Under 21 U.S.C. Sec. 337(a), only the United States can enforce the Federal Food, Drug and Cosmetic Act. Permitting private plaintiffs to enforce claims for fraud on the FDA would undermine the federal regulatory scheme.
Buckman held that it is the FDA’s exclusive responsibility to “police fraud consistently with the Administration’s judgment and objectives,” and private plaintiffs should not be allowed to claim that the FDA had been defrauded in situations where the FDA itself does not believe that it has been defrauded. There isn’t a word in Buckman mentioning express preemption or any possible difference in the scope of implied preemption for drugs versus devices.
Buckman applies to drug cases.
We’re not the only ones to differ with the Lake-Allen court on this point.

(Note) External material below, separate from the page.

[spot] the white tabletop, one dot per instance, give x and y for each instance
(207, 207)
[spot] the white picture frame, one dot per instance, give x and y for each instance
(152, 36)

Federal appellate courts consistently agree with us. Whether or not courts accept the Buckman implied preemption argument, courts consistently recognize that Buckman implied preemption applies fully to drugs. Compare, for example, Garcia v. Wyeth-Ayerst Labs., 385 F.3d 961 (6th Cir. 2004), which applied Buckman in the context of the prescription pain reliever Duract, with Desiano v. Warner-Lambert & Co., 326 F.3d 339 (2d Cir. 2006), aff’d by an equally divided court sub nom. Warner-Lambert v. Kent, 128 S. Ct. 1168 (2008), which applied Buckman in the context of the diabetes drug Rezulin. Those courts ultimately disagreed on the merits, creating the circuit split that went to the Supreme Court, but both courts recognized that Buckman applies to drugs as well as devices.
We won’t wade again into the more controversial subject of the precise scope of Buckman preemption. (If you’re curious, Herrmann’s ten-minute rant on that subject was videotaped at a symposium at NYU here.) We’ll simply note that (to our knowledge) no one has ever previously suggested that Buckman applies only to devices and not to drugs. There’s no logic for drawing that distinction, and the suggestion to the contrary in Lake-Allen will only confuse this area of the law.